Likewise even though Uber in Japan is (almost) all taxis and not actual Uber drivers, most global tourists have Uber and not something like Go that’s specific to Japan. So they are profiting off almost all the taxi rides from Western visitors.
like_any_other
> Being bigger in a given geographic area grants some benefits of scale and efficiency
And dictating terms to local restaurants and delivery workers, with the threat of shutting them out of the largest market.
carlosjobim
If you've made your restaurant dependent on any deliver app, you've already made a fatal mistake in a cutthroat industry.
It doesn't take great effort for a restaurant to do good without being on these apps. But some owners want to pay 15-20% of their gross revenue to a megacorp for the rest of their lives rather than invest a few hundreds or thousands in getting their own customers. We see the same thing in a ton of industries.
ta1243
Both my local Indian and Chinese use justeat. I don't select them because they're on justeat, I use justeat because it has them.
If they changed to another platform then I'd simply move to that platform. Of course these companies did deliveries far before techbros decided to "disrupt" the industry.
like_any_other
That's great. Wanna bet the future of your family business on the great majority of consumers acting like you, and only a negligible number being steered by convenience and habit?
ReptileMan
People often travel outside of their town. Having the same app in the next place you are offers some benefits for the users. And potential for earnings.
lurk2
Ok Hacker News I just did one of the most embarrassing things of my life. Seriously I cannot sleep because of the shame. This occurred nine hours ago.
> 8/10 food delivery service CEO who I bumped into last week, I used to hang around with his brother ages ago, we were in a queue together.
> We got to talking about KPIs, as I recall he was quite business-savvy, I mention my startup accelerator is rubbish and he says I should check his out
> I jump at the chance, both for the accelerator and possible Series A.
> We go, I do A/B testing on my landing page, he goes treadmill at his standing desk and then a few minutes on Slack for some reason.
> He asks what am I doing after this, I say I've got a pirated copy of Hot Tub Time Machine 2 I've been meaning to watch.
> He says he has wanted to see that, I maintain my spaghetti and ask him to come, he accepts.
> Go to mine, I crack open my cheapest wine, we are watching the movie and talking a bit.
> He is apparently a bit of a lightweight and wine goes straight to his head, we get to talking about product market fit.
> Oh god just typing this hurts.
> He mentions his investor never financed a Series B. I say something along the lines of "what an idiot".
> He goes in his wallet looking for his business card, we stand there for about five seconds
> He pulls away, then I for reasons unknown need to fill a non-existent void...
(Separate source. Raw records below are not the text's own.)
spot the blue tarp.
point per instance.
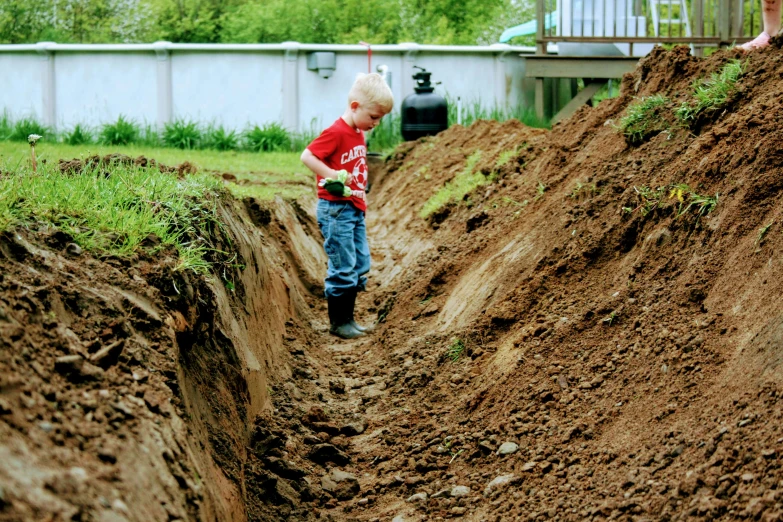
(528, 28)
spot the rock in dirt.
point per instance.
(354, 428)
(341, 484)
(68, 364)
(460, 491)
(108, 355)
(499, 483)
(508, 448)
(418, 497)
(325, 453)
(5, 407)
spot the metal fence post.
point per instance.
(48, 85)
(291, 86)
(164, 95)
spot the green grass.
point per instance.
(282, 163)
(712, 93)
(114, 214)
(454, 190)
(643, 118)
(455, 350)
> "You know, I could give you the old Deliveroo"
> the old Deliveroo
> I said it jokey and cheeky but there was no way that didn't sound weird, I may have sort of winked a bit, oh god.
> He looks at me like I am a FOSS contributor and pulls away and says "err yeah just gonna go toilet"
> This occurred roughly around when Darryl from The Office is singing the "You're a nerd" song
> He returns and I put my hand on his laptop in an attempt to salvage.
> We make awkward small talk for what feels like an eternity, man this is a long film
> Eons pass and the film finally ends. I walk him to my door and go for a handshake, he effectively pats me on the shoulder.
> I am too ashamed to even post about the meet on LinkedIn, and just lie in bed alone.
> the old Deliveroo
It is inevitable for DoorDash to make tipping an even more annoying and intrusive part of Deliveroo. I can't wait to see how europeen users react to that.